Published Friday, November 21, 2014 -
Tribal Online Gambling Challenged in Californian Court

Located in northeastern San Diego County, California, USA the reservation of the Santa Ysabel Band of Diegueno Mission Indians has been in existence since 1893. The Mission Indians or the Iipay Nation of Santa Ysabel as they are known has been handed a law suit by the State of California pertaining to violation of federal statutes for creating and launching an online bingo domain that accepts real money.  

The Tribe says it has broken no laws but is enacting its sovereign right to offer the online game. California’s Attorney General, Kamala Harris maintains the Iipay Nation is disregarding a slew of laws including the Indian Gaming Regulatory Act of 1988, and the Unlawful Internet Gambling Enforcement Act of 2006. A hearing is scheduled for December 4th and it may be presided over by Judge Anthony J. Battaglia.
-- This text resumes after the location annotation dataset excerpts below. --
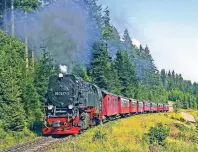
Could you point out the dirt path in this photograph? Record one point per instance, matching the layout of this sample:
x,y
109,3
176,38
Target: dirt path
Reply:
x,y
188,117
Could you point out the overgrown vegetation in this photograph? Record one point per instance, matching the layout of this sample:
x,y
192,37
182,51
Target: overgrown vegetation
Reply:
x,y
137,133
115,65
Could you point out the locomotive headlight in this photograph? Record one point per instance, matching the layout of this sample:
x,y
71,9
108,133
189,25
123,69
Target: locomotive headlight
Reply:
x,y
50,107
60,75
70,106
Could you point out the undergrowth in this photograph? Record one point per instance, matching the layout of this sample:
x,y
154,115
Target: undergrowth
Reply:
x,y
8,139
131,134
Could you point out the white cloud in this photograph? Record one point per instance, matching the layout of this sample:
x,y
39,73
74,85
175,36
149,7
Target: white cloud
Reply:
x,y
136,42
174,47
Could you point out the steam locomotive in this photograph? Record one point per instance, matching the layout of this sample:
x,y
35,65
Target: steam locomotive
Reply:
x,y
73,105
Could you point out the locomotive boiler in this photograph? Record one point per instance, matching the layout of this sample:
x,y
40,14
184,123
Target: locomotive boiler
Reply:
x,y
72,105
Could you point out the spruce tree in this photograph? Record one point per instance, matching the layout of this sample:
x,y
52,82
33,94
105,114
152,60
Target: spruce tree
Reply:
x,y
100,64
44,69
11,66
126,74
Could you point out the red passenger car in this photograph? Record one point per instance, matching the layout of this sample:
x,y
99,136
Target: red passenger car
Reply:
x,y
166,107
133,106
140,107
159,107
124,105
147,106
110,104
153,107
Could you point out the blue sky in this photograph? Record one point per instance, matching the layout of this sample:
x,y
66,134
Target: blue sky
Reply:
x,y
169,27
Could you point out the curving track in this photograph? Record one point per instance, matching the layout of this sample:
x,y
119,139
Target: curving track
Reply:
x,y
39,144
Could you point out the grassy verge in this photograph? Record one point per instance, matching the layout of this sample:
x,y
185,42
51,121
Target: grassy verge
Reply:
x,y
11,139
130,134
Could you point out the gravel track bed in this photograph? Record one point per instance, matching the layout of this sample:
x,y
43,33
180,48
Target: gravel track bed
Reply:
x,y
35,146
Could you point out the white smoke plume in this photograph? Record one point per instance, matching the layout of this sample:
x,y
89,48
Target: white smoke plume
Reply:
x,y
63,68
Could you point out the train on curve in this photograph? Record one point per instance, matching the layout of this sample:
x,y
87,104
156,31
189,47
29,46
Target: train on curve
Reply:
x,y
73,105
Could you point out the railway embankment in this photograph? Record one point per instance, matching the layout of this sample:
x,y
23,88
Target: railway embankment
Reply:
x,y
133,134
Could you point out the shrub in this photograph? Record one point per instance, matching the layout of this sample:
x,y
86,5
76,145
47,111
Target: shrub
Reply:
x,y
158,134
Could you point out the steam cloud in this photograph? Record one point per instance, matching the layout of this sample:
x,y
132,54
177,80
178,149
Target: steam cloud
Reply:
x,y
63,68
66,28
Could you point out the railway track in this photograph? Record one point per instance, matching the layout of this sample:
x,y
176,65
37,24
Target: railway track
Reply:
x,y
37,145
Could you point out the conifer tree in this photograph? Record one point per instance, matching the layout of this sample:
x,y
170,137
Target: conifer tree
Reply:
x,y
11,66
100,65
44,69
126,74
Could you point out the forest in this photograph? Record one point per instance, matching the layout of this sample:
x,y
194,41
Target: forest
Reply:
x,y
110,61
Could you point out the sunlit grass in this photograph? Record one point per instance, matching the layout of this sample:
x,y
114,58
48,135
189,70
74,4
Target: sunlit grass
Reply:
x,y
128,135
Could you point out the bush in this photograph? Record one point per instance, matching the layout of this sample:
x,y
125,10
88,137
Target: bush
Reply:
x,y
158,134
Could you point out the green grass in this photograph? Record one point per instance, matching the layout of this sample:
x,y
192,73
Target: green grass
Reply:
x,y
11,139
130,134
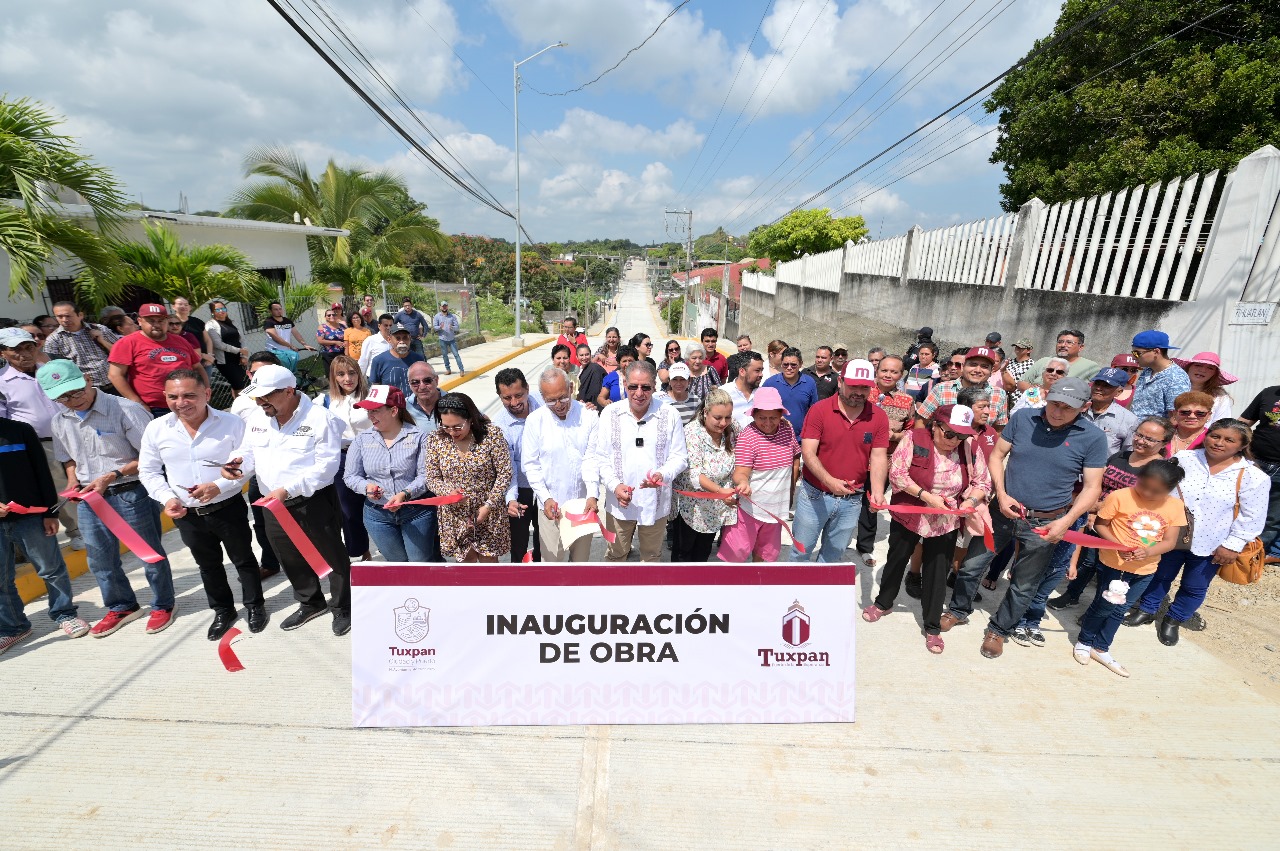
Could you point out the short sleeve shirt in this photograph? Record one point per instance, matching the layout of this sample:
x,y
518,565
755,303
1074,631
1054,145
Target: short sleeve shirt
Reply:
x,y
1045,463
1138,522
150,362
844,445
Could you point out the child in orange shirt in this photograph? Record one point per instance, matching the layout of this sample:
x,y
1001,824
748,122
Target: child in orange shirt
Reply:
x,y
1148,518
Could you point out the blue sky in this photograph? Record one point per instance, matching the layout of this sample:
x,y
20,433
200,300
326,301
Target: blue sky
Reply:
x,y
173,95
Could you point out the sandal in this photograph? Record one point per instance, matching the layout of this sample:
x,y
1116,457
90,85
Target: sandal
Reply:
x,y
873,613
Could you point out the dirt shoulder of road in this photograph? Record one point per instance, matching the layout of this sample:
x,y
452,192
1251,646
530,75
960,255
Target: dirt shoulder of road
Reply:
x,y
1243,628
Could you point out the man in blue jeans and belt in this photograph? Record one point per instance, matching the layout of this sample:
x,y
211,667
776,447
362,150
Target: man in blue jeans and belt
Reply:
x,y
845,449
1037,462
97,438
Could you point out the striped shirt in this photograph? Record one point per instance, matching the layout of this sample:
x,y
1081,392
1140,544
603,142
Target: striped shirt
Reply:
x,y
82,351
393,469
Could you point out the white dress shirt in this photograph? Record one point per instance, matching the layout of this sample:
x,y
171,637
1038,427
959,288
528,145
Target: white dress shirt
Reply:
x,y
615,451
170,458
301,456
553,452
1211,502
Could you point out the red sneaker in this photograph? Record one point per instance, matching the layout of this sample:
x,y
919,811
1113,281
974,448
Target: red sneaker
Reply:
x,y
113,621
159,621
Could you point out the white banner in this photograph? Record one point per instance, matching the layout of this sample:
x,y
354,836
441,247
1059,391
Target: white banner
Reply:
x,y
460,645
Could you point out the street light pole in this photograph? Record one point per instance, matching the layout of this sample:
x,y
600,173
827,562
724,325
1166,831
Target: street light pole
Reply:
x,y
517,341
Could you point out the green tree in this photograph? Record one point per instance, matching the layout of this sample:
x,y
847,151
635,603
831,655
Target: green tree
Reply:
x,y
804,232
169,269
374,206
35,160
1200,101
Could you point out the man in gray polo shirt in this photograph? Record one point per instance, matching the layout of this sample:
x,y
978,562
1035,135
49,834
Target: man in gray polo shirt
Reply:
x,y
1036,465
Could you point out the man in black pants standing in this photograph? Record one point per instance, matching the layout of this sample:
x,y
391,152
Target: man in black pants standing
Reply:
x,y
295,445
208,509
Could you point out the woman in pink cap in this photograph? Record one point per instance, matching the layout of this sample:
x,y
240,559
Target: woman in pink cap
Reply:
x,y
933,467
1206,373
766,466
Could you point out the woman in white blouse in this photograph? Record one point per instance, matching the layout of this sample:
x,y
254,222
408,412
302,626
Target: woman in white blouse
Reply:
x,y
1219,474
348,385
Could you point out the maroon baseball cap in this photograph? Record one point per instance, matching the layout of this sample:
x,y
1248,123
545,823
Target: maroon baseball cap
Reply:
x,y
981,351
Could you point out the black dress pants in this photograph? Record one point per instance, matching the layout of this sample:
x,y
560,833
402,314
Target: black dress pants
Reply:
x,y
935,566
320,520
206,535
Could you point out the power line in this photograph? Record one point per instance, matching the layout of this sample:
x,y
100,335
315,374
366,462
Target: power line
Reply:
x,y
625,56
746,55
1064,94
1020,63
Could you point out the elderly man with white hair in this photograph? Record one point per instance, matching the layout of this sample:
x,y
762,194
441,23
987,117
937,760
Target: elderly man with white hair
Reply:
x,y
553,449
638,452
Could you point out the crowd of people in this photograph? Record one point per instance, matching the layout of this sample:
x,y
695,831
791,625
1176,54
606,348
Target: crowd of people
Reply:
x,y
982,463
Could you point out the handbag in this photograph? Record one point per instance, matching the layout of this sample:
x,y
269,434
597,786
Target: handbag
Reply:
x,y
1247,567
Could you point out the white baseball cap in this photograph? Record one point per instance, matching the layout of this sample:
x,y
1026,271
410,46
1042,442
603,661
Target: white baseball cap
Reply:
x,y
269,379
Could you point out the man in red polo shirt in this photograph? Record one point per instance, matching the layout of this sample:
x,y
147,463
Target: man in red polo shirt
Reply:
x,y
845,449
141,361
714,360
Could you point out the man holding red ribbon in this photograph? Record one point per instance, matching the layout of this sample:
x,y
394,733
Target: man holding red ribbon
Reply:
x,y
295,447
97,438
1041,456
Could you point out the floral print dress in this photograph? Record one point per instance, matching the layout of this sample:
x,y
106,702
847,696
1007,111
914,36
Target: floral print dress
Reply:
x,y
483,475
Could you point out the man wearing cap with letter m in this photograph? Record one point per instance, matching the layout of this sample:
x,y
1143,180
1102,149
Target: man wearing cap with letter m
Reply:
x,y
144,360
1160,381
1034,469
845,449
97,438
295,445
977,369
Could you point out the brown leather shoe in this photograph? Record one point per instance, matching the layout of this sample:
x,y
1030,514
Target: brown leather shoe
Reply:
x,y
992,645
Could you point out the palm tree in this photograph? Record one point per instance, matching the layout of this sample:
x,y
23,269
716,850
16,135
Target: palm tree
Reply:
x,y
373,205
170,269
35,160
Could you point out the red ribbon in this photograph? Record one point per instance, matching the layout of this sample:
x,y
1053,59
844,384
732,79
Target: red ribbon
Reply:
x,y
707,494
1091,540
112,518
14,508
448,499
300,539
988,538
224,652
590,517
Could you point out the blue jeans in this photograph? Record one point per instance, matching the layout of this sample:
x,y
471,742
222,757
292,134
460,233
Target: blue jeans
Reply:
x,y
103,548
1102,618
1197,571
1028,571
1057,566
833,517
406,535
451,346
46,557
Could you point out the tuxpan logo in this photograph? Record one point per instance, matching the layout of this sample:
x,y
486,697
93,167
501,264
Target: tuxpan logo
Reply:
x,y
412,621
796,627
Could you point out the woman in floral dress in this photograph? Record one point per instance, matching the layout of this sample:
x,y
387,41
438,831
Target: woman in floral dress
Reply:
x,y
470,454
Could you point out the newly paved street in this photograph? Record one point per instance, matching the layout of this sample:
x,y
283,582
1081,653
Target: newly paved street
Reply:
x,y
146,741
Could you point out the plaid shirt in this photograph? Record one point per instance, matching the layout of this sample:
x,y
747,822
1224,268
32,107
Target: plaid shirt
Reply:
x,y
946,393
82,351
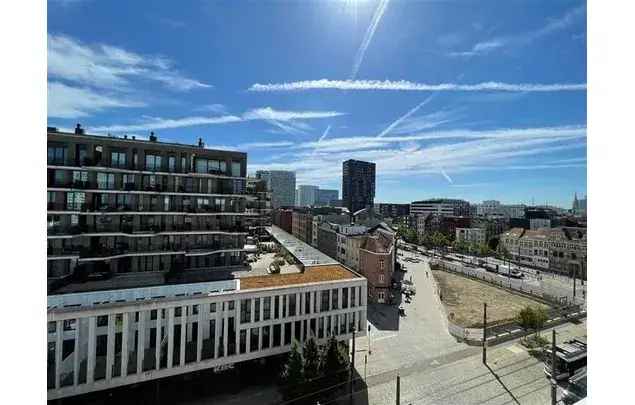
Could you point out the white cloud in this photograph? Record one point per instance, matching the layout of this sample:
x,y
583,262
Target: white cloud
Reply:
x,y
72,102
404,85
325,134
370,32
399,120
106,66
166,123
484,47
467,151
288,121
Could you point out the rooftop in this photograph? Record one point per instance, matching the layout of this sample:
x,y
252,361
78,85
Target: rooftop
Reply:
x,y
306,254
312,274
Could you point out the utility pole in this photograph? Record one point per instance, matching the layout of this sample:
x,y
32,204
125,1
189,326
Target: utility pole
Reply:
x,y
352,366
553,368
484,333
575,268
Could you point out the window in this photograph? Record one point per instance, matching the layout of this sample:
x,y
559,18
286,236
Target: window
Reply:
x,y
245,311
344,297
80,177
59,177
324,303
334,299
210,166
75,200
56,155
105,181
153,162
118,159
266,309
236,169
292,299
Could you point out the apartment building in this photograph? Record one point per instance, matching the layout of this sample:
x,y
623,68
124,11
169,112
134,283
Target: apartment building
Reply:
x,y
377,257
471,235
146,210
561,249
258,207
440,206
109,339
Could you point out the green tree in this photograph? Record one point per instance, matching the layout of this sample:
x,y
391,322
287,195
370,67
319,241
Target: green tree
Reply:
x,y
293,374
311,356
541,317
332,360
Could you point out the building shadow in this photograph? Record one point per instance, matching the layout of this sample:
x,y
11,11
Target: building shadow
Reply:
x,y
384,316
502,384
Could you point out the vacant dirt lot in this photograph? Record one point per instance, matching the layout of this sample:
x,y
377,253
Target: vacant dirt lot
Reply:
x,y
464,298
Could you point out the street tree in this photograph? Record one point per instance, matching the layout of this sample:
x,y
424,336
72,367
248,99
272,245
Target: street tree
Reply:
x,y
293,374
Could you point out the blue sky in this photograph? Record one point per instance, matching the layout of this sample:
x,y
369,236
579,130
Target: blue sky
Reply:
x,y
469,99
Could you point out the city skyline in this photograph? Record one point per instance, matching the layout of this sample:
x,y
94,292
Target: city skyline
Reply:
x,y
479,107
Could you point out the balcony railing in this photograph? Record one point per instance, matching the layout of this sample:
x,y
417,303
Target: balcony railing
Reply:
x,y
56,230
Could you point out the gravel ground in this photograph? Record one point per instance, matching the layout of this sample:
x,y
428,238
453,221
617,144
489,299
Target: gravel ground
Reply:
x,y
464,298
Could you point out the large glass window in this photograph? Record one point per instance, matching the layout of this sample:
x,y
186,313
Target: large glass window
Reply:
x,y
324,304
266,309
153,162
56,155
236,169
75,200
245,311
118,159
105,181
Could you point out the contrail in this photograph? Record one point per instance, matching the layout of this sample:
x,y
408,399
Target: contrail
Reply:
x,y
326,132
405,116
359,57
448,178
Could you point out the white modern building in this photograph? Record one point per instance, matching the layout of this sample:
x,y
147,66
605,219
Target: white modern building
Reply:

The case file cites the UIGEA and the IGRA at least forty times. A statement regarding the case was published reading, “This action seeks appropriate injunctive relief to prevent unlawful Internet gambling; Defendant Iipay Nation of Santa Ysabel, also known as Santa Ysabel Band of Diegueno Mission Indians (Tribe), has begun to offer a facsimile of bingo over the Internet to bettors, who are not located on the Tribe’s Indian lands. In addition to violating state and federal law, the Tribe’s conduct materially breaches the tribal-state class III gaming compact (Compact) between the Tribe. and the State.”

It is the Tribe`s understanding they are only offering what they are legally sanctioned to offer by the federal mandate which says both bingo and poker are defined as Class II gaming, which Indian Tribes are permitted to license and regulate provided such gaming is allowed in the state. Part of the statement of claim from the government is ominous, declaring the Santa Ysabel’s online bingo site,, “an imminent threat to the public health, safety, and welfare” and in the absence of a temporarily restraining order warned of “far-reaching and immediate effects on millions of Californians.”